私の意識がカメラに向いたせいで "仮死状態" になっていた男から言葉が飛んできた。その男としては気まずい沈黙を破りたかったようだが、あまりにドラマチックなオープニングに私は返答に困ってしまい余計に沈黙を流してしまった。男は続けた。
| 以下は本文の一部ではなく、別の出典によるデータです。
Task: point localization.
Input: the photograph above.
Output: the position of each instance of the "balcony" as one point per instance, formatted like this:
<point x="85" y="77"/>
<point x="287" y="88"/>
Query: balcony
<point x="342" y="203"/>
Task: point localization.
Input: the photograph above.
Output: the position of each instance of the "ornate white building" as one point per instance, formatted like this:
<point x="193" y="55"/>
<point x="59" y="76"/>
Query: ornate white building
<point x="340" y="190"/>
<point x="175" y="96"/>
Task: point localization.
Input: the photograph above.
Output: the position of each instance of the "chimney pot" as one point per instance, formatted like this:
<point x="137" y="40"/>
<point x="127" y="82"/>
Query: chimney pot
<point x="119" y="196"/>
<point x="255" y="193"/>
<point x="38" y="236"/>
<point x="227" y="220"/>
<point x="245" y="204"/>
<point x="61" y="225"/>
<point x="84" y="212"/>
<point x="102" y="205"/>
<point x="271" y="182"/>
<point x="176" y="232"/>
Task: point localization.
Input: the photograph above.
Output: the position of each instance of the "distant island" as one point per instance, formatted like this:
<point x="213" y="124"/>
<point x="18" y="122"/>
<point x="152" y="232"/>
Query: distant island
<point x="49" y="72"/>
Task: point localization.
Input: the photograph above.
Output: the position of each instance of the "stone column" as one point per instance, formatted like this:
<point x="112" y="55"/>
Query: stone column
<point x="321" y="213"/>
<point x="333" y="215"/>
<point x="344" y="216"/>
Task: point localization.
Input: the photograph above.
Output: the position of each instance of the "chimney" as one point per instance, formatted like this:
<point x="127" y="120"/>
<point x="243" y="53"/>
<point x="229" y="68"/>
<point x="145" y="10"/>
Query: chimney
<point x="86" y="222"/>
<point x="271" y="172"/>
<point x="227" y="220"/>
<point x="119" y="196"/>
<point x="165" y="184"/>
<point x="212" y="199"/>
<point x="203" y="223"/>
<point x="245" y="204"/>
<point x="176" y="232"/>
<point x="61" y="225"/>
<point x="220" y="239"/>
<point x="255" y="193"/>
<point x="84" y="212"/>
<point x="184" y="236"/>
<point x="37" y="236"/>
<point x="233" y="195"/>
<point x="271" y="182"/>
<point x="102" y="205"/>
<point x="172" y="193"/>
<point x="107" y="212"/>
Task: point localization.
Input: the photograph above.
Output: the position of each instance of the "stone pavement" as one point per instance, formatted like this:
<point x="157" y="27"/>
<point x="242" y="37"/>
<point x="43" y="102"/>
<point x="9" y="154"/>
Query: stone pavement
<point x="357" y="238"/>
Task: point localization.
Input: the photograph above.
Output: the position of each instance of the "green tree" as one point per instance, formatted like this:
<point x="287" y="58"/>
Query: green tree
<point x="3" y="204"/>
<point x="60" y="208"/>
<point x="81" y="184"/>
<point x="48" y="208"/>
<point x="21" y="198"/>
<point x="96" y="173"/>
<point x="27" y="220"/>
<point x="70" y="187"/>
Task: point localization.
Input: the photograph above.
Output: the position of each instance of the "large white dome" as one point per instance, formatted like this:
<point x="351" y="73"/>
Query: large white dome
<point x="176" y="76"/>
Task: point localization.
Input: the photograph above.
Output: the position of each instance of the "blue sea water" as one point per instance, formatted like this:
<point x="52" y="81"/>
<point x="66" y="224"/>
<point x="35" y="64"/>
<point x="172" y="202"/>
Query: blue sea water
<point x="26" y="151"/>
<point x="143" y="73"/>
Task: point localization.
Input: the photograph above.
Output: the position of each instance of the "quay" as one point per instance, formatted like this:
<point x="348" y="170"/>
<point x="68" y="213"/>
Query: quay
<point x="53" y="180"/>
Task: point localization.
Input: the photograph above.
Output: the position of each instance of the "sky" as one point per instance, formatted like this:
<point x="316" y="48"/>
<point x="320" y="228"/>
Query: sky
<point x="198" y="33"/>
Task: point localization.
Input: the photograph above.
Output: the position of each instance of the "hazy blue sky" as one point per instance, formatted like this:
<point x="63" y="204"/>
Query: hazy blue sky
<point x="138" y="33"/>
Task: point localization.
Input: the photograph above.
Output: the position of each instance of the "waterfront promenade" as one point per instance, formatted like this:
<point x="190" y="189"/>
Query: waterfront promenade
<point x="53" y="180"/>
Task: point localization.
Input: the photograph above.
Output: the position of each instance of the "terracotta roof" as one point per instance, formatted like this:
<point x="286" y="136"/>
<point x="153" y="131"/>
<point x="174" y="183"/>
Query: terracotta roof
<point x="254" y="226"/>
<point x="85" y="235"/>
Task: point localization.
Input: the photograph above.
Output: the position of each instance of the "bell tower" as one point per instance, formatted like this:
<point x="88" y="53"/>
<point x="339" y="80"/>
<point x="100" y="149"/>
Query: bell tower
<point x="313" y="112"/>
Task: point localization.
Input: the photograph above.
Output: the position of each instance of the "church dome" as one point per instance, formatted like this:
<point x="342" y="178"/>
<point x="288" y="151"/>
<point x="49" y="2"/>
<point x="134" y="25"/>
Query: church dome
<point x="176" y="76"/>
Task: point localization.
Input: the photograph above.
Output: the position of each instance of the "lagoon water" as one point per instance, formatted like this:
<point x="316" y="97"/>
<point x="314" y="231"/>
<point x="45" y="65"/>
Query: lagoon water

「あまりにも有名な言葉だが、深淵とは何かを人は知らない。」

「じゃあ、あなたは何か知ってるんですか?」

「僕こそが深淵の正体だよ。」

「どういう意味ですか?」

「あのカメラで君は僕のことをずっと見ていただろう。僕の方からも君がずっと見えていた。あまりにもジロジロとこちらを見るものだから恥ずかしかったのだ。実を言えば。」

「じゃあ私があんたを眺めながら飲んでたのは?」

「マッコリ」

「残念、不正解!わたしお酒飲まないから。おにーさん、深淵じゃないでしょ。なんですぐバレる嘘ついたのよ。しかもマッコリって。麦酒とかの方がまだ可能性あったんじゃないの。」

「見えているとは概念的なことなのだ。君という存在が直接視認できずともこの社会の大きな流れの一部として存在していることを把握していて…」

男はカメラから目を逸らさず、また表情ひとつ変えず饒舌に弁明を始めた。ミディ・クロリアンの設定が如く難解を極めた解答だったが私が「じゃあ何でマッコリと答えたの」と聞くと再び沈黙が始まった。

「ねえおにーさん、深淵じゃなかったら何なの?」

「影の薄い『ホームレス』だ。」

「じゃあわたし『アルバイト』ね。」

「アルバイトくん、君はレンズの向こう側に帰りなさい。レンズを通してしか、僕は君に焦点を当てることができないからね。」

何でここに座ってるかとか、働いていたことはあるのかとか、ここに来る前はそういうことばかり気になっていたけれど、何だかどうでも良くなった。この変てこおじさんと私がレンズ越しにお互いを見ていた。何だかそれだけで大きなお土産を貰った気がして、帰ることにした。

「あ、最後に質問なんだけど、深淵の対義語ってなに?」

「浅瀬、じゃないか」

てことで私は浅瀬になったから。改めてよろしくね、後輩君。